After a run of CTLA-4 combo failures, scientists spotlight a way to make it work — in select patients
CTLA-4/PD-(L)1 combinations have been one of the El Dorados of oncology, its promise forever behind that next hill but apparently unattainable after a series of pivotal clinical failures. But researchers at New York’s Memorial Sloan Kettering Cancer Center and the Technical University of Munich think they may know how to fix what’s wrong and boost the drive to next-gen cancer combos.
In a preclinical animal research program, researchers found that within a cell, checkpoints rely on a specific molecule — RNA-sensing molecule RIG-I — to work. If that sounds familiar, it’s because it has already been identified as a target for boosting immune responses and was subject to at least one Phase I/II trial. Pfizer in December allied itself with Kineta with $15 million upfront and $505 million in potential milestones to develop RIG-I immunotherapies, and three years ago Merck purchased German upstart Rigontec for $137 million upfront and over $400 million in potential milestones for the same purpose.

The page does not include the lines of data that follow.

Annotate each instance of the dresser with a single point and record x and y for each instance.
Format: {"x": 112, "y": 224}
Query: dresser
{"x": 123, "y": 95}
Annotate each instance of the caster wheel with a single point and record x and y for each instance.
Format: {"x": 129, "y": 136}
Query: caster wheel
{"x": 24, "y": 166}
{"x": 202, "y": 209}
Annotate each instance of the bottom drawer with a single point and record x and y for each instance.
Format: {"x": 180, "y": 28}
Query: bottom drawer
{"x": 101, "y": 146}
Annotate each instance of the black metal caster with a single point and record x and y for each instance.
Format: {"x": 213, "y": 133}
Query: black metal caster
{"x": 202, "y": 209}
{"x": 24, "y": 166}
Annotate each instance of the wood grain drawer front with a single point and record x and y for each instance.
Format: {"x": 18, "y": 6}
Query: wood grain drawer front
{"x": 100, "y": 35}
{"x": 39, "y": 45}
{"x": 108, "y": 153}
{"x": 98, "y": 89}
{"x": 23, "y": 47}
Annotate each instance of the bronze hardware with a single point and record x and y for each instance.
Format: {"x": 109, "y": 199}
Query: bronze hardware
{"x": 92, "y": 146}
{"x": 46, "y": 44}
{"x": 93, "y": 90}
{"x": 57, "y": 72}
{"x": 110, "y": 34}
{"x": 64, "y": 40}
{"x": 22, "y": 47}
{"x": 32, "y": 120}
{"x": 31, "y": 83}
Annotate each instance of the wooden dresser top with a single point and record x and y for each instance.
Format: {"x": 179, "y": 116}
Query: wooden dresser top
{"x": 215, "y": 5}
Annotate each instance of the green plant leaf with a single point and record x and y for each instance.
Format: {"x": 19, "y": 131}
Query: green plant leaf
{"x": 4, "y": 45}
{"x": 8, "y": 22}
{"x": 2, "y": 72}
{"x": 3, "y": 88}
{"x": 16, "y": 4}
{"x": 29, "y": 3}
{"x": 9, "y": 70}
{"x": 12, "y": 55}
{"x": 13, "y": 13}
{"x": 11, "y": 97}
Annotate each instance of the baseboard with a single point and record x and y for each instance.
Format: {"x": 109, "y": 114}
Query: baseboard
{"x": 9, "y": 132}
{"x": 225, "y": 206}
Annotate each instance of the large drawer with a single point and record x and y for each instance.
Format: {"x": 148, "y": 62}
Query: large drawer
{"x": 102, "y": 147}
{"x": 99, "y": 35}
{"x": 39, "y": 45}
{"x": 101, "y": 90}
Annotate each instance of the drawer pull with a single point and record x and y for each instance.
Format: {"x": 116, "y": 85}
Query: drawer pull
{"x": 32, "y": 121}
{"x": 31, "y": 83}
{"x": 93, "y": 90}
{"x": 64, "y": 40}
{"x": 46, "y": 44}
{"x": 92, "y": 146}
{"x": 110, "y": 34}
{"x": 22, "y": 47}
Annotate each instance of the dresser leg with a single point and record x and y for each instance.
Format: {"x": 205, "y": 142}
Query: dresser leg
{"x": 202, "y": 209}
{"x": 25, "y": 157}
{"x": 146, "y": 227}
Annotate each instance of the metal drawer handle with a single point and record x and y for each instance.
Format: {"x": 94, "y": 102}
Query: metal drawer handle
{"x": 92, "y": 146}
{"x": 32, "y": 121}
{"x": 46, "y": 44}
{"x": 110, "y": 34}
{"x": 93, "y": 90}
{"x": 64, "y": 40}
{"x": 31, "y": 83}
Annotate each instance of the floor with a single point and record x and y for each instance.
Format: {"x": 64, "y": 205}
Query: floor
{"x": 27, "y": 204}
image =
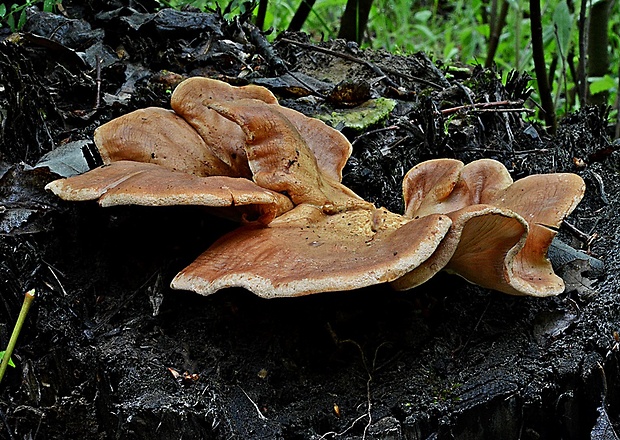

The science team’s work helps spotlight what they’re after.
Publishing in Science Immunology, the researchers found that high expression of the gene for RIG-I (gene DDX58) heralded responsiveness to CTLA-4 therapy and suggested doctors might test for RIG-I expression in tumors to predict who will respond to the therapy. They could then tailor treatments to that population. The study also suggests that combining PD-1/CTLA-4 with a RIG-I agonist might boost the effectiveness of the heretofore often disappointing therapy.
CTLA-4 and PD-1 therapies, which won their principal founders 2018’s Nobel Prize in medicine, work by targeting a receptor on T cells that stop the cell’s “checkpoint,” if you will – by blocking the receptor, it essentially releases the brakes on the immune system and allows the body’s T cells to start a full high-speed chase on the tumor(s). Several such immunotherapies have been approved in the past few years, beginning with ipilimumab for melanoma in 2011, but the ecstatic promise has turned up a lot of dry water beds of late. Trials from the major players, including Bristol-Myers Squibb, AstraZeneca, and Sanofi, attacking small cell lung cancer, head and neck carcinoma, and non-small cell lung cancer with a mix of PD-1 and CTLA-4 inhibitors have all failed.
This is not the first study looking at how to improve and tailor CTLA-4 therapies. Last year, researchers working on mice found that they could “image” the response with a radioactive tracer that latches to OX40, a molecule only found in activated T cells, and thus theoretically learn early on if a patient is responding to the therapy.